The rapidly-growing household wealth in China forms sharp contrast against the slow development of the wealth management services.

Many Chinese simply hold the notes in their hands, shunning investment. The BCG survey found that the wealthy Chinese kept 71 percent of their property in cash, while the world average is only 34.6 percent.

"The private banking business in China is still at primary stage. Almost every bank is taking its first step in 2007." said Mao Feng, the managing director of the private clients and asset management department of Deutsche Bank.

Bank of China recently opened its first private banking department in Beijing and Shanghai in March this year, to provide individual services for clients with liquid financial assets above one million US dollars.

It had pledged to provide services of international standards by joining hands with the Royal Bank of Scotland (RBS).

More domestic banks are hurrying to step up their private banking services for top-class clients.

Citibank, Standard Chartered, Hong Kong and Shanghai Banking Corporation (HSBC) have opened offices for private banking business in China to ensure their share for the most lucrative banking service, which makes on average ten times the profits of the retailing business in the European and American markets.

The private banking market in China is growing at an annual rate of 12 percent, says a report from the Bank of China.
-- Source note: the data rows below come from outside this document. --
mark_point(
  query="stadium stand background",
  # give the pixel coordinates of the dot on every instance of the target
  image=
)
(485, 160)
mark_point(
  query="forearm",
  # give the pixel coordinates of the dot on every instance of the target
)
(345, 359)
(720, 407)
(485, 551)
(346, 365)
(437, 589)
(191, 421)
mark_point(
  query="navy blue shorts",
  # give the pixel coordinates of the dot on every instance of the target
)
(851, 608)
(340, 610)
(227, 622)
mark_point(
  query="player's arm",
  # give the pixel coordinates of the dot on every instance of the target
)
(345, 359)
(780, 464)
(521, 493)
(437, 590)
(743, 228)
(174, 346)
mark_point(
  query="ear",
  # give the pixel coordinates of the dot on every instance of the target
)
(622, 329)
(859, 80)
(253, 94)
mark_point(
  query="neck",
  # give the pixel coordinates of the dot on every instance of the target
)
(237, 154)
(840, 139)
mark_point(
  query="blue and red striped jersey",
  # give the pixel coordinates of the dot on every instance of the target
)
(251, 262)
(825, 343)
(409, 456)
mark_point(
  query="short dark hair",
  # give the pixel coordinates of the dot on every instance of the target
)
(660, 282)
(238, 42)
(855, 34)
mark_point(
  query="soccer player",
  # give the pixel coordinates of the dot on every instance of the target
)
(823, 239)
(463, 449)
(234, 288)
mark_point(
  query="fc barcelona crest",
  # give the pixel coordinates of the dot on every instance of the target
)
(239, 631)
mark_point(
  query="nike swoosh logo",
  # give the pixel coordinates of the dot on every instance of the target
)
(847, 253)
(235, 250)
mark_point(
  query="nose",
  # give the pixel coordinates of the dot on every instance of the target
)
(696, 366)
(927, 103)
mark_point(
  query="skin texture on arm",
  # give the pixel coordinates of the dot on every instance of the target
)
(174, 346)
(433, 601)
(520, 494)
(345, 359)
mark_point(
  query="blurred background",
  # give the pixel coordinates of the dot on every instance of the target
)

Private enterprise owners and management personnel of middle and high levels would each account for 35 percent of the target clients for the private banking service, and others may include professionals such as lawyers, senior economists, IT engineers, said Lian Ping, the chief economist with the Bank of Communications.

Lian said the domestic banks should improve client segmentation to provide more client-oriented services in order to compete with the more experienced foreign banks.

Talents with professional training is badly needed to provide advice and service specifically tailored to clients, Lian added.

Domestic banks need the support of strong investment banks when it develop its private banking business in China, said Zhou Wei, manager of the wealth management department of the Industrial and Commercial Bank of China.

"It would take a long time for foreign banks to provide good private banking service for Chinese customers, as we could not succeed without the strong support from investment banks and a powerful consulting group," said Claude Haberer, CEO of BNP Paribas Private Bank in North Asia.

Experts also urged related departments to establish a risk supervision system to help ward off various risks involved in the private banking business, and called for the setting up of a multi-level financial market with a comprehensive and balanced portfolio for better development of the service in China.